Se decide. Un episodio en el aeropuerto le da una muestra de lo que habrá de venir: la intimidación como forma normalizada de la autoridad; el exiliado como territorio desprendido, como la harina de sus coordenadas. Ya en Palestina, sus conocidos cumplen como tajantes Virgilios, la tarea de enseñarle la geografía de un país fragmentado: “Nuestro mapa está lleno de interrupciones” (p. 56) afirma Ankar; “Lo que importa es no perder la posibilidad del regreso. Que decidieras quedarte, por ejemplo” (p. 59) sugiere Zima; “Son malos […] el final de Israel ya está cerca” anuncia Maryam. La lección que redondea su perspectiva, se presenta en Hebrón, otra ciudad sin nombre; Alan, educado en el sionismo en la lejana Chicago y convertido luego en activista, revela la diferencia entre ver y vivir la confrontación: “[…] desde lejos esas convicciones eran fáciles. Pero vine a Israel, y vi lo que estaba pasando, y entonces desperté” (p. 63).

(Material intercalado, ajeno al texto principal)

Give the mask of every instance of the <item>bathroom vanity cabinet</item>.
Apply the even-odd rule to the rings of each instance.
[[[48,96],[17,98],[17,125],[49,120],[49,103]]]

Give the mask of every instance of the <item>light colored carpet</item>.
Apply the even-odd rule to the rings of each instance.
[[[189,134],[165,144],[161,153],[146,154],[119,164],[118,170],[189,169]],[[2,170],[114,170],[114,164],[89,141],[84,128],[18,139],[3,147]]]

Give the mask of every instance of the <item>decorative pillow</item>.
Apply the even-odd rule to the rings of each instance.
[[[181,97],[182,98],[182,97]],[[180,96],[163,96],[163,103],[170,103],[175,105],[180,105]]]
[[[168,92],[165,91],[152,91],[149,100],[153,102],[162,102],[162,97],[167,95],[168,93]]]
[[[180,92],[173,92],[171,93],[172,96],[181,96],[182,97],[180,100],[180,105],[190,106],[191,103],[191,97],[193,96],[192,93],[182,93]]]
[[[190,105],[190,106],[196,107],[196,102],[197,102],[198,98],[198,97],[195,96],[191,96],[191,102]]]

Volverse palestina, tal y como lo designa Lina Meruane, es un intento por enmendar “una historia llena de agujeros” (p. 33), por volver tangible la causa que ha llevado a su familia a ser parte de un pueblo que se transforma capa por capa para engañar al olvido. Las palabras entre ambas latitudes desbrozan el impacto de la metamorfosis artificial del exilio; hombres y mujeres trasplantados beberán otras aguas, transformarán otras sustancias, proyectarán otras sombras. Si la nostalgia o el celo les alcanza antes que el impulso de dar vida, su polvo no volverá a abonar los cimientos de la tierra arrebatada.